1. Make yourself a priority. The more you focus on taking care of your own basic needs, the better equipped you are to face whatever challenges lie ahead. You cannot give from an empty cup. When self-love and basic self-care are your main focus, your love will naturally spill out in the presence of others.
2. Have no expectations. I know this is tough because it goes against everything we’ve been taught. But you have to let go of ALL expectations of your partner. If you can’t accept them exactly as they are, they may not be the right partner for you.
3. Compassion is key. We all have bad days. It’s an amazing gesture when you show up for your partner with compassion during their hardest moments. If you feel triggered by your partner’s low moments, use it as a time to self-reflect. Their low moments isn’t the best time to air out your issues with them, and it’ll only add fuel to their fire. Sometimes the best support you can give is space. In a healthy relationship, each individual should have their own self-soothing routines to re-center. You can be silently present without judgment while they work through their challenges.

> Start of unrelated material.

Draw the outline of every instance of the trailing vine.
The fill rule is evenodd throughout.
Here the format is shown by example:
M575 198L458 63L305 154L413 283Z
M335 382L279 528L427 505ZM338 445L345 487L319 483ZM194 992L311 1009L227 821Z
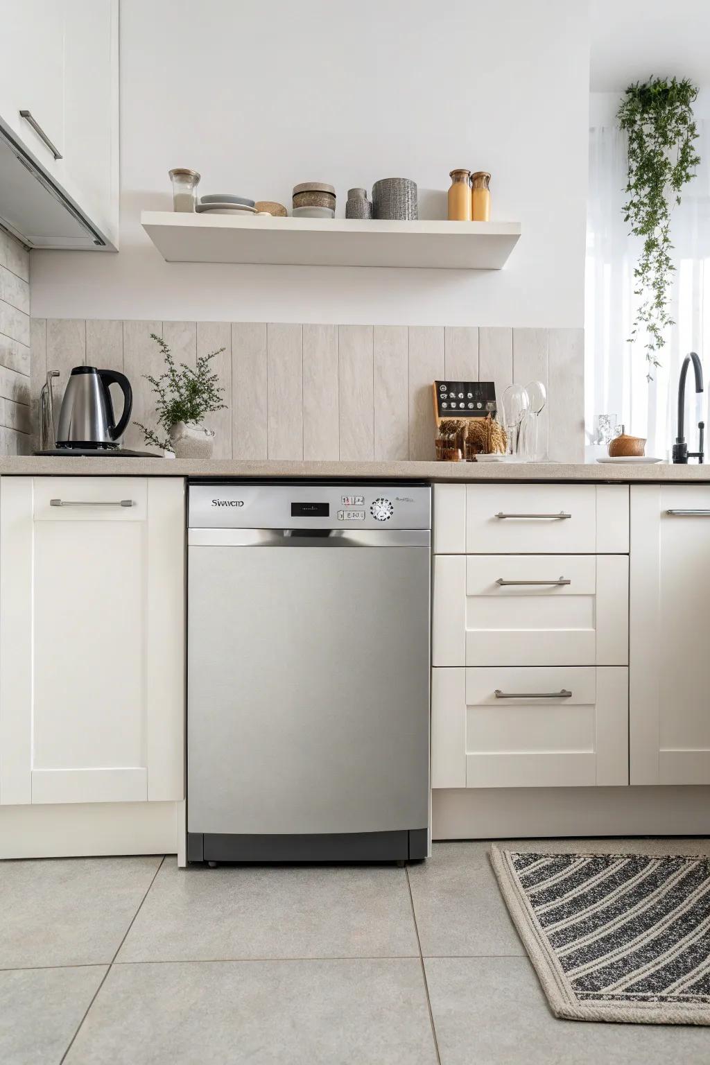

4. Breathe instead of reacting. If your partner says something that makes you feel defensive, upset, or triggered, take that moment to go inside and acknowledge to self that you’re feeling a certain way instead of responding right then. 9 times out of 10, there’s a deeper reason as to why we’re feeling triggered. When we give pause in moments we would typically lash out, we can control the experience more favorably, giving us time to process and respond from a more thoughtful place rather than an emotionally charged place.
5. Focus on the good stuff. Even when you’ve found a partner that you truly resonate with, naturally things will come up where you don’t see eye to eye. However, bringing attention to negative things breathes more life into them. It’s always your choice when you’re happy with your partner overall to focus on the things that made you fall in love in the first place rather than your differences. Remember, what you focus on grows.
Ultimately, you have the power to steer your relationship in a positive or negative direction. If you’re doing a healthy combination of the above-mentioned steps and you truly enjoy your partner’s presence, you can build a lasting relationship that is both healthy and fulfilling.